The simplest complaints relate to malpractice or bureaucratic lethargy. It is reported that in a number of cases the officers assigned to provide the required reference letters needed to be bribed. This practice, it is said, has resulted in well-to-do people in the cities becoming the beneficiaries of these healthcare schemes — designed by the state as the anti-poverty healthcare program Askeskin or the insurance scheme PT Askes — instead of the people who really deserve and need them.
Thus, if the people’s right to heath is to be safeguarded, there are a few major issues that need to be addressed. In the health sector, malpractice, negligence and accidents have been noted for a long time, and there have not been any effective remedies because these healthcare deficiencies have not been properly defined nor have standards been established. Thus, none of the complaints can be investigated.
Even if a complaint is made to the police, there are no national standards against which the behavior of any of the practitioners can be monitored or assessed. Everyone in the health sector is expected to be guided by their conscience. No service sector can function efficiently purely on the basis of a good heart or a good conscience though. There must be standards to comply with and mechanisms for efficient remedies in case of violations.

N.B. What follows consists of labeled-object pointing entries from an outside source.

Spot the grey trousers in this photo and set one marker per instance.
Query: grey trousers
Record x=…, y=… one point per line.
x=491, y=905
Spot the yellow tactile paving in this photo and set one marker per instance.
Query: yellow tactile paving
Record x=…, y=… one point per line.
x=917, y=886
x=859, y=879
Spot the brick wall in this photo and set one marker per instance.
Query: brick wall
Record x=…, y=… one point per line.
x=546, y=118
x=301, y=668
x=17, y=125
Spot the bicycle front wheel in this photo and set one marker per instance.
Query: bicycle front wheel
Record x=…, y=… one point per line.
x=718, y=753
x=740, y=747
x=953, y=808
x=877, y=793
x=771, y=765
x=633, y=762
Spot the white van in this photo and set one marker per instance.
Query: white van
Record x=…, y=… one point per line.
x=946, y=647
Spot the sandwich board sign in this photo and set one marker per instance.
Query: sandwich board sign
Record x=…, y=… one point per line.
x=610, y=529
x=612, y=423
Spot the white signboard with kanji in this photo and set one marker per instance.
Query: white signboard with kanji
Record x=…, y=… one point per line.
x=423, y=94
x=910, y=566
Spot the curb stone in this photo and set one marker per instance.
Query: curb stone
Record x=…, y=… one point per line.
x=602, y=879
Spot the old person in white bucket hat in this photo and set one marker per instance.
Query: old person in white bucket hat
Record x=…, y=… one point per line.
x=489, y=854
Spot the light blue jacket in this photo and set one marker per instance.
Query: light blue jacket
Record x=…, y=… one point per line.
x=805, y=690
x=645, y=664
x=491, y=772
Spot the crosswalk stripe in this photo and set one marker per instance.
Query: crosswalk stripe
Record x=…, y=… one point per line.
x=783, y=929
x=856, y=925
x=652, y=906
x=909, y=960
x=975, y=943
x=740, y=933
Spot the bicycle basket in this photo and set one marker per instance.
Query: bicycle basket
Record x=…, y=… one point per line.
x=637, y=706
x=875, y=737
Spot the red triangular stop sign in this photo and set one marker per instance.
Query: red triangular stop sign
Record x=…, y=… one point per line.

The question of health is increasingly associated with the country’s wider economic worries. If the statistics of 13 million children under 5 are a fair reflection of the actual situation, a host of questions must be raised, including the role played by the state in the provision of adequate and healthy food to its citizens.
At a recent meeting, the coordinating minister for people’s welfare, Aburizal Bakrie, announced that more than 60 million people will be targeted in a special poverty eradication program to be initiated this year. It is expected to include a social program focused on education and insurance for low-income families, an empowerment program for rural people and a small-scale business program.
Given the culture of corruption in the country, it is important that the government explains in detail the process of implementation and the agencies involved. There must be strict accountability and transparency in order to avoid corruption. Moreover, strict visible standards must be stated with mechanisms for reporting malpractices and speedy remedies to avert calamities of death and starvation. Hunger and illness are not something that can be addressed at one’s leisure. Delay can mean only one thing: death.
While 60 million people, or one-fourth of the population, are brought under the poverty eradication program, there is a need to examine the country’s economic policies to assess their impact on the poorer sections of society. They must be seen from the perspective of providing adequate food, healthcare, education, housing and security as well as ensuring people’s dignity. It would be tragic if people are only viewed as the recipients of social welfare. It is time that the dignity of all is taken as the highest priority, thereby securing their participation in all matters pertaining to their rights, including their right to health.